Dopo l'escussione del curatore fallimentare, quest'oggi la parola è passata agli imputati che hanno avuto così per la prima volta - non essendo stati sentiti in fase di indagini - la possibilità di fornire una loro giustificazione alle "operazioni" finite all'attenzione del collegio giudicante del tribunale di Lecco (con presidente il dr. Enrico Manzi e a latere le colleghe Giulia Barazzetta e Martina Beggio subentrata alla collega Maria Chiara Arrighi). Nella mattinata odierna si è tornati a parlare della fine della I.L.ME. Industria Lavorazione Metalli srl, società con sede a Barzanò dichiarata fallita nel 2016, dopo 36 anni d'attività come rimarcato più volte, rendendo esame, da P.B., chiamato a rispondere, insieme alla moglie P.A.G., dell'accusa di bancarotta fraudolenta quali soci al 50% dell'impresa e entrambi - pur in tempi e modalità differenti - amministratori della stessa. Nel dettaglio i coniugi sono a giudizio a seguito dell'emersione di un supposto "buco" - quantificato in circa 265.000 euro - frutto di due scelte, secondo il dr. Marco Canzi, escusso ad una precedente udienza. La prima aver proseguito l'attività sfruttando 300.000 euro di rivalutazione del capannone della società per mantenere il patrimonio netto in positivo fino al 2014 pur in presenza di perdite costanti che avrebbero - se fosse stato riadattato il valore dell'immobile - portato a dover anticipare la liquidazione. La seconda l'aver addossato alla I.L.ME. "operazioni senza senso economico" per la stessa per l'acquisto di un negozio poi ceduto in affitto - con un canone che a detta del curatore non copriva nemmeno le spese - a un'altra società della famiglia, con oggetto estraneo alle lavorazioni meccaniche, occupandosi di cani e gatti.
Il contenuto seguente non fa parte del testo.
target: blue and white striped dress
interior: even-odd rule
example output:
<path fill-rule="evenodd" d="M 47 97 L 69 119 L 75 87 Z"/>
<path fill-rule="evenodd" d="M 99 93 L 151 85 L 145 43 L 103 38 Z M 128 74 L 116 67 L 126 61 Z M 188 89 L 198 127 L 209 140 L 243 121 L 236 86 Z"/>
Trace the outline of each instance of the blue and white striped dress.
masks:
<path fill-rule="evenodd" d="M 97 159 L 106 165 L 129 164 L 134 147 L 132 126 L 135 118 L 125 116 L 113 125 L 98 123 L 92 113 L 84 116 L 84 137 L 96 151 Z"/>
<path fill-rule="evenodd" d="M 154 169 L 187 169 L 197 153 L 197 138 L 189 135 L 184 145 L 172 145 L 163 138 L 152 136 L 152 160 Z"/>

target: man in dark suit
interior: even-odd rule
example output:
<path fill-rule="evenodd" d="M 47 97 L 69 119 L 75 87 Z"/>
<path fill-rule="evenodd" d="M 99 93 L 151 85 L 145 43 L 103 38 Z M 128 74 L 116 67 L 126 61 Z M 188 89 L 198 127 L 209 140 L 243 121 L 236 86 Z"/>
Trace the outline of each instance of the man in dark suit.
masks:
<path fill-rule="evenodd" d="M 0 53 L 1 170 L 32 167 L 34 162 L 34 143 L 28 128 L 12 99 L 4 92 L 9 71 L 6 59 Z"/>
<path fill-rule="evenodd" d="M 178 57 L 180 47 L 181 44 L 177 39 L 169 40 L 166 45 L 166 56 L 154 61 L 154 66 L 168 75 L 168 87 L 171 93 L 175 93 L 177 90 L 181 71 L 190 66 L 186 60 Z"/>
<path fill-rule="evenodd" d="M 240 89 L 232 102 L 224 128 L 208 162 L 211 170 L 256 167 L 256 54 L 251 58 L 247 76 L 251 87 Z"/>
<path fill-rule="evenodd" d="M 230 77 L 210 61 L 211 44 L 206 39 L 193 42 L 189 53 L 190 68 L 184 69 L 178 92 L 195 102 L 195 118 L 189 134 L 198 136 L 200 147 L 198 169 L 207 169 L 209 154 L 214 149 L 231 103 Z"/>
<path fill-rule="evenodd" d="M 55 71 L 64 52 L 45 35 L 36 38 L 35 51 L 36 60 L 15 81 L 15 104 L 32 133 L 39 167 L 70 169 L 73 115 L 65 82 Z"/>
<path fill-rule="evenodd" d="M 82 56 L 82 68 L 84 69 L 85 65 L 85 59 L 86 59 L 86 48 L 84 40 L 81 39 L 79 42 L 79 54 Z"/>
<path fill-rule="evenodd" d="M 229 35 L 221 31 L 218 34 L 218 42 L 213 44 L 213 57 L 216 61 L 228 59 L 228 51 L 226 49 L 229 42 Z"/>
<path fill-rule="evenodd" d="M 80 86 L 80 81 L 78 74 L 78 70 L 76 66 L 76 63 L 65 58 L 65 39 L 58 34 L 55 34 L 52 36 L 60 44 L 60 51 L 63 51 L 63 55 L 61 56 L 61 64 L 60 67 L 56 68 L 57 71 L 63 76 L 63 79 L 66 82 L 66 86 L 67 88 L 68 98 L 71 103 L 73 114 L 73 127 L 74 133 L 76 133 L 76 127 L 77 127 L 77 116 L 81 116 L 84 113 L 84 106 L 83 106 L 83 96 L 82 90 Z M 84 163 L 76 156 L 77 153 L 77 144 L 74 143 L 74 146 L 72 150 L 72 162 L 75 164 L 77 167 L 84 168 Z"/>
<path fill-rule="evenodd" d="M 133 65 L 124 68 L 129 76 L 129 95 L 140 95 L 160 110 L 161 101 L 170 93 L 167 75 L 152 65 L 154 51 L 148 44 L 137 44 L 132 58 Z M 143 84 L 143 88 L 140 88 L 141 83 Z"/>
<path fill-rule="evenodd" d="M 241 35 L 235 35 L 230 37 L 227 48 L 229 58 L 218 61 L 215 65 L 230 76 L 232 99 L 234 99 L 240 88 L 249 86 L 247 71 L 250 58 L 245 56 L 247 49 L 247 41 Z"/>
Alla signora P.A.G., infine, quale liquidatore, è contestata anche la bancarotta preferenziale per un pagamento fatto in favore di un istituto di credito che - come ha cercato di dimostrare il difensore Giudo Corti attraverso della documentazione - avrebbe però applicato tassi assai gravosi per il rientro, di fatto portando la donna a compiere una scelta quasi imposta e non in danno a altri creditori, come lei stessa oggi ha spiegato, ricostruendo le interlocuzioni che l'hanno portata a compiere le scelte ora contestate dalla Procura, con la pubblica accusa sostenuta in aula dal sostituto procuratore Paolo Del Grosso, subentrato alla collega Antonia Pavan.
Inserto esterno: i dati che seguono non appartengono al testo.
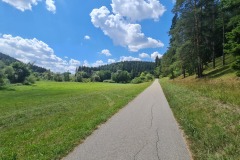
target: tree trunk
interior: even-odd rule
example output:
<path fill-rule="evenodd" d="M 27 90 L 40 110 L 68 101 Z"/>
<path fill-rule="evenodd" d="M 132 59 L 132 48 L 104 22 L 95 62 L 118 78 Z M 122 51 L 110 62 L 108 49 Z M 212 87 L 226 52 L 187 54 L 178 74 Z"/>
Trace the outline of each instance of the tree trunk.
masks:
<path fill-rule="evenodd" d="M 214 2 L 212 4 L 212 61 L 213 61 L 213 68 L 215 69 L 215 5 Z"/>

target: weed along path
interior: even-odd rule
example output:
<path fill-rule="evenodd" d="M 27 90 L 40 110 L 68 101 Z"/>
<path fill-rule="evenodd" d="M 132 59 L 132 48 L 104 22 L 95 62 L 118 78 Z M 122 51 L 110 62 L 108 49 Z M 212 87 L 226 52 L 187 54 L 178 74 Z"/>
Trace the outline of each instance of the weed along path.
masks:
<path fill-rule="evenodd" d="M 64 160 L 190 160 L 163 91 L 153 84 Z"/>

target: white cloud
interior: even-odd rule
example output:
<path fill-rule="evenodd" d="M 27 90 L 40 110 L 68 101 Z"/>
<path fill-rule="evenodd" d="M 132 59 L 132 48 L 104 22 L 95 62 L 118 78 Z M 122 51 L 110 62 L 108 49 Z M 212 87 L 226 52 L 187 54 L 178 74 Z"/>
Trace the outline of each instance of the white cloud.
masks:
<path fill-rule="evenodd" d="M 141 53 L 139 54 L 140 58 L 149 58 L 150 56 L 147 53 Z"/>
<path fill-rule="evenodd" d="M 112 0 L 111 6 L 114 14 L 120 14 L 131 21 L 158 20 L 166 11 L 158 0 Z"/>
<path fill-rule="evenodd" d="M 24 12 L 25 10 L 32 10 L 32 7 L 38 5 L 38 2 L 41 2 L 42 0 L 2 0 L 2 1 Z M 48 11 L 56 13 L 56 6 L 54 5 L 54 0 L 46 0 L 46 7 Z"/>
<path fill-rule="evenodd" d="M 128 57 L 126 57 L 126 56 L 122 56 L 122 57 L 120 57 L 120 61 L 141 61 L 141 59 L 140 58 L 135 58 L 135 57 L 132 57 L 132 56 L 128 56 Z"/>
<path fill-rule="evenodd" d="M 153 53 L 151 54 L 151 58 L 152 58 L 153 60 L 155 60 L 157 56 L 158 56 L 158 58 L 161 58 L 161 57 L 162 57 L 162 54 L 160 54 L 160 53 L 158 53 L 158 52 L 153 52 Z"/>
<path fill-rule="evenodd" d="M 100 54 L 104 54 L 104 55 L 107 56 L 107 57 L 109 57 L 109 56 L 112 55 L 108 49 L 102 50 Z"/>
<path fill-rule="evenodd" d="M 58 57 L 52 48 L 36 38 L 24 39 L 4 34 L 0 37 L 0 52 L 25 63 L 34 62 L 35 65 L 53 72 L 70 71 L 74 73 L 76 67 L 80 65 L 78 60 L 67 61 Z"/>
<path fill-rule="evenodd" d="M 114 44 L 128 47 L 132 52 L 164 46 L 161 41 L 146 37 L 141 31 L 140 24 L 130 23 L 120 14 L 110 14 L 105 6 L 93 9 L 90 16 L 93 25 L 109 36 Z"/>
<path fill-rule="evenodd" d="M 91 37 L 86 35 L 86 36 L 84 36 L 84 39 L 89 40 L 89 39 L 91 39 Z"/>
<path fill-rule="evenodd" d="M 87 60 L 83 61 L 83 66 L 85 66 L 85 67 L 89 67 L 90 66 Z"/>
<path fill-rule="evenodd" d="M 108 59 L 108 63 L 115 63 L 116 60 L 115 59 Z"/>
<path fill-rule="evenodd" d="M 2 0 L 2 1 L 24 12 L 25 10 L 32 10 L 32 6 L 37 5 L 39 0 Z"/>
<path fill-rule="evenodd" d="M 99 67 L 99 66 L 102 66 L 104 65 L 105 63 L 103 63 L 102 60 L 98 60 L 96 61 L 95 63 L 92 64 L 93 67 Z"/>
<path fill-rule="evenodd" d="M 54 3 L 55 3 L 54 0 L 46 0 L 47 10 L 52 13 L 56 13 L 56 6 Z"/>

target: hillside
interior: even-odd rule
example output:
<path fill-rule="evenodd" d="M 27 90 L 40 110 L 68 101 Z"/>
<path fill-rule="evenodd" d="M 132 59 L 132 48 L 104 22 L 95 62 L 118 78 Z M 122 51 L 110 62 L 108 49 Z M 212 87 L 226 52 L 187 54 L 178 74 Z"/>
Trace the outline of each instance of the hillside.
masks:
<path fill-rule="evenodd" d="M 239 159 L 240 79 L 221 57 L 196 75 L 160 80 L 176 119 L 188 137 L 194 159 Z"/>
<path fill-rule="evenodd" d="M 14 62 L 23 63 L 23 62 L 15 59 L 13 57 L 10 57 L 6 54 L 3 54 L 1 52 L 0 52 L 0 61 L 2 61 L 7 66 L 9 66 L 11 63 L 14 63 Z M 43 72 L 47 71 L 47 69 L 45 69 L 43 67 L 36 66 L 34 64 L 29 65 L 29 67 L 33 72 L 43 73 Z"/>
<path fill-rule="evenodd" d="M 153 74 L 155 69 L 154 62 L 143 62 L 143 61 L 125 61 L 107 64 L 99 67 L 86 67 L 80 66 L 78 71 L 84 71 L 91 73 L 91 71 L 107 70 L 110 72 L 117 72 L 118 70 L 128 71 L 133 77 L 139 76 L 142 72 L 149 72 Z"/>

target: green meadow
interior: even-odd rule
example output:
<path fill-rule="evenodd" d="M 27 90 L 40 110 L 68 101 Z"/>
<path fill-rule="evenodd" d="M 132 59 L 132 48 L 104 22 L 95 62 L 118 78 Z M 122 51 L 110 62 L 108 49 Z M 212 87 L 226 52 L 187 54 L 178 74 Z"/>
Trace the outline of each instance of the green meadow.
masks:
<path fill-rule="evenodd" d="M 240 80 L 231 69 L 233 57 L 226 58 L 204 78 L 160 80 L 196 160 L 240 159 Z"/>
<path fill-rule="evenodd" d="M 60 159 L 150 83 L 37 82 L 0 90 L 0 159 Z"/>

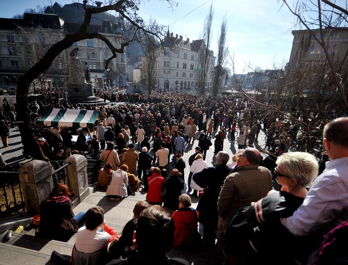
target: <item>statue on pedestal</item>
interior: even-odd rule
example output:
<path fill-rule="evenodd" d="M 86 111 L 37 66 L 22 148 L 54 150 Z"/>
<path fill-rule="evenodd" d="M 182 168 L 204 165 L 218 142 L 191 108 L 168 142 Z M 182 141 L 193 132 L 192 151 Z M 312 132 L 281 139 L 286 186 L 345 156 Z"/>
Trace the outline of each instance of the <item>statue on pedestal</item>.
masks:
<path fill-rule="evenodd" d="M 85 64 L 86 70 L 84 71 L 84 78 L 85 78 L 87 83 L 92 83 L 92 81 L 91 81 L 91 71 L 90 71 L 90 68 L 88 67 L 87 62 L 85 62 Z"/>

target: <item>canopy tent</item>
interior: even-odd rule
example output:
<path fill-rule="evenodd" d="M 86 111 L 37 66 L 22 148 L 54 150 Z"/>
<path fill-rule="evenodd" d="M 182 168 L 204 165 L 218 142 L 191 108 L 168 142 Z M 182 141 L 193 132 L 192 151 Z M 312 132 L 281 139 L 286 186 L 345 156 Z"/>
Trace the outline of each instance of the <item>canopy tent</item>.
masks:
<path fill-rule="evenodd" d="M 45 114 L 38 119 L 38 121 L 48 126 L 93 128 L 100 114 L 99 111 L 51 108 L 46 109 Z"/>

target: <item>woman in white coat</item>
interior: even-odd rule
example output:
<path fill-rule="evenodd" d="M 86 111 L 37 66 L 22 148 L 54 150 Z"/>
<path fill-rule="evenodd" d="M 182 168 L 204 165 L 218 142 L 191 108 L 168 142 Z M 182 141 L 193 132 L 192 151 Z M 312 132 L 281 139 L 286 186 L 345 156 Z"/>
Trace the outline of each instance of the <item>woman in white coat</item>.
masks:
<path fill-rule="evenodd" d="M 128 195 L 128 166 L 122 165 L 118 170 L 113 173 L 110 185 L 107 187 L 106 195 L 126 197 Z"/>
<path fill-rule="evenodd" d="M 140 149 L 140 143 L 144 141 L 145 137 L 145 130 L 143 129 L 143 126 L 139 125 L 135 132 L 137 135 L 137 142 L 138 142 L 138 149 Z"/>
<path fill-rule="evenodd" d="M 192 165 L 190 168 L 190 172 L 192 173 L 192 176 L 195 173 L 201 172 L 205 168 L 208 167 L 208 163 L 203 160 L 203 156 L 200 153 L 198 153 L 194 159 L 195 160 L 194 160 L 193 163 L 192 163 Z M 190 188 L 193 190 L 193 192 L 192 193 L 192 194 L 195 196 L 198 196 L 198 191 L 203 190 L 203 188 L 201 188 L 201 187 L 196 184 L 193 179 L 191 181 Z"/>

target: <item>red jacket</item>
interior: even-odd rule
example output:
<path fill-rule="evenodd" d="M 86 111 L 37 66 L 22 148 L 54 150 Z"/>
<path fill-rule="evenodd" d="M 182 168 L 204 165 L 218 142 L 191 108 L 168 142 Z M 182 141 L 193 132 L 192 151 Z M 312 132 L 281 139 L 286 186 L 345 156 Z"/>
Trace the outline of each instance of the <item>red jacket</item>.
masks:
<path fill-rule="evenodd" d="M 174 212 L 171 217 L 175 227 L 173 246 L 192 246 L 199 236 L 198 212 L 192 208 L 182 208 Z"/>
<path fill-rule="evenodd" d="M 152 180 L 156 179 L 154 181 Z M 146 201 L 150 203 L 160 203 L 162 202 L 164 183 L 165 181 L 157 173 L 154 173 L 147 179 L 148 189 L 146 194 Z"/>

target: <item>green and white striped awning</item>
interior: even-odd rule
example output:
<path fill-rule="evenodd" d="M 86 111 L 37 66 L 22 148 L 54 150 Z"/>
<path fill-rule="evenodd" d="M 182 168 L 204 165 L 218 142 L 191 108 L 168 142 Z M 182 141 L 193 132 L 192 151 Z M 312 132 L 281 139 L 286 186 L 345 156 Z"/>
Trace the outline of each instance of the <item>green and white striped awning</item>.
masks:
<path fill-rule="evenodd" d="M 47 109 L 38 121 L 49 127 L 58 125 L 92 128 L 100 114 L 99 111 L 51 108 Z"/>

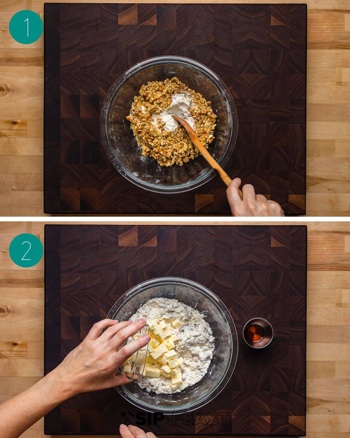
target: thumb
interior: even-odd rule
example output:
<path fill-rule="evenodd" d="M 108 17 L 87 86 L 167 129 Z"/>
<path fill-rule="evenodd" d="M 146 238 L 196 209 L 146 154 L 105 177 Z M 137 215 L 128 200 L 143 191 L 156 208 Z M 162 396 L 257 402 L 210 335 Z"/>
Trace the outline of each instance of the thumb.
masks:
<path fill-rule="evenodd" d="M 230 205 L 236 205 L 242 202 L 239 196 L 238 189 L 242 181 L 239 178 L 235 178 L 230 183 L 230 185 L 226 190 L 227 199 Z"/>

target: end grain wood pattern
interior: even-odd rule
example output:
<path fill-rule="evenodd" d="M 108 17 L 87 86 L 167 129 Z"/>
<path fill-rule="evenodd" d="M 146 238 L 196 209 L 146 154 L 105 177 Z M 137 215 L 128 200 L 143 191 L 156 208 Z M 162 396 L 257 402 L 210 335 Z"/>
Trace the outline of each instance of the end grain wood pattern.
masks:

Quanto ai capi d'imputazione "condivisi" marito e moglie hanno coralmente spiegato di aver acquistato a titolo personale il negozio poi venduto alla I.L.ME. che nelle loro intenzioni avrebbe dovuto, nel tempo, trasformarsi di fatto in una società immobiliare con in pancia anche il capannone all'interno del quale la srl esercitava, per poi affittare entrambi gli immobili e garantirsi così una "pensione". Quanto al valore del capannone - che a detta del commercialista avrebbe salvato per anni il bilancio dell'impresa - P.B. ha riferito di tutte le migliorie introdotte nel tempo per rendere lo stabile "un gioiellino" appetibile sul mercato, contestando la valutazione compiuta dal perito dopo il fallimento. P.A.G., poi, occupandosi in prima persona della contabilità aziendale ha sostenuto come il commercialista che la seguiva mai le avesse parlato della necessità di procedere alla rivalorizzazione del bene. "Non abbiamo mai preso una lira in più" l'ultima spontanea dichiarazione dell'imputato, commosso dinnanzi ai giudici, prima del rinvio della causa al prossimo 25 marzo per la discussione.